• Topic of triple talaq needs more extensive debate: SC

    June 30, 2016

    The topic of triple talaq has been dragged on by political parties, community leaders and the judiciary system for many months. But it seems that the Supreme Court of India has not yet arrived on a concrete result or law on the infamous triple talaq law.

    The Supreme Court said on Wednesday it would prefer a wider debate, in public as well as in court, before taking a decision on the constitutional validity of 'triple talaq', which many complain is abused by Muslim men to arbitrarily divorce their wives.

    A bench of Chief Justice TS Thakur and Justice A M Khanwilkar appeared to have an open mind about reconsidering, if need be, any earlier judgment that placed personal laws beyond the ambit of judicial scrutiny. In July 2014, the SC had ruled that fatwas issues by muftis had no legal sanction and no one could be forced to abide by them. However, it had refused to enter the domain of examining the constitutional validity of Muslim personal law provisions.

    Last year, the SC, suo motu, began to examine the effect of 'triple talaq' on Muslim women's rights. Since then, Shayara Banu, a victim of the practice, as well as many Muslim women's organisations have jumped into the fray to assail its validity. The All India Muslim Personal Law Board (AIMPLB) has defended 'triple talaq' and said the SC has no jurisdiction to decide its validity.

    Farah Faiz, Rashtrawadi Muslim Mahila Sangh (RMMS) president, stole the show before CJI Thakur and Justice Khanwilkar with a speech on how the AIMPLB and Muslim bodies had started operating sharia courts to impose rigid practices on unsuspecting Muslims.

    "Women's rights are equally protected by the Constitution. But these sharia courts and qazis do not allow women to enforce their rights. Defiance invites ostracisation. AIMPLB is attempting to give a religious tone to the debate on the validity of 'triple talaq' by terming it a practice ordained by Quran," Faiz said.

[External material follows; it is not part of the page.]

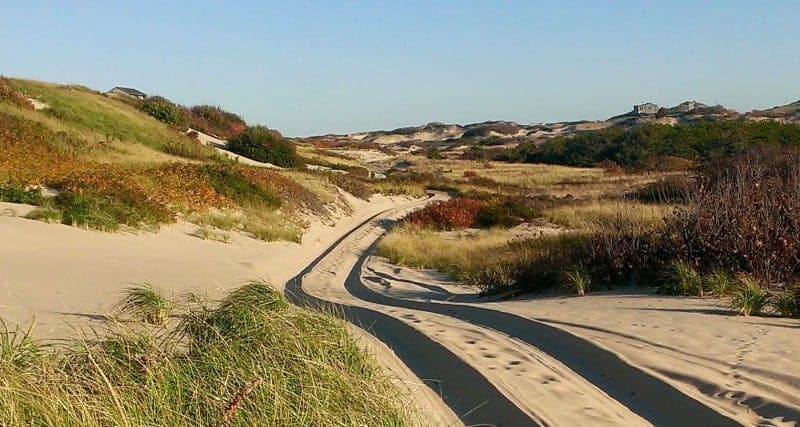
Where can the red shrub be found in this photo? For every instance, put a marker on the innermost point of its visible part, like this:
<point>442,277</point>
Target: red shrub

    The bench, however, turned down Faiz's demand that votaries of 'triple talaq' be restrained from airing their views on TV and other media. "This is an important matter. There can be strong views on both sides. It is good that people are expressing their views. Let there be a debate," it said.
    The SC permitted a host of people, NGOs and women's organisations, including the Mumbai-based Centre for Study of Society and Secularism (through Irfan Engineer) and Bebaak Collective (through Hasina Khan), to become parties in the pending proceedings, and asked the Centre's counsel Madhvi Divan to file a response in six weeks.

    The AIMPLB, through senior advocate Huzefa Ahmadi, said there had been court ruling which barred courts from examining the validity of personal law practices.

    Senior advocate Indira Jaising, who appeared for two NGOs, said AIMPLB was referring to a very old judgement given by the first Indian chief justice of Bombay HC, MC Chagla. The bench said it had an open mind on the issue. "If the issue — whether the court can test the validity of a personal law practice — requires reconsideration, we might refer the matter to a larger bench. But, let us first examine what is the scope of the court's adjudication power in this context," it said. The court fixed September 6 for further hearing on the issue.


    The mood in the country about this situation is one of confusion. The very Muslims who swear by Muslim law should keep in mind that there is a stark difference in the laws related to any heinous crime in Muslim countries and India. If they are so true to the Muslim laws, then the culprits for murders and adultery should also be tried and sentenced under the Muslim laws – which directly translates to inhuman punishment and in severe cases death. A need for a Uniform Civil Code is paramount. If the SC does not take notice of this, the country will be at a loss, although the apex court has promised that it will look beyond any notion putting regional and religious laws before the judicial system of the country.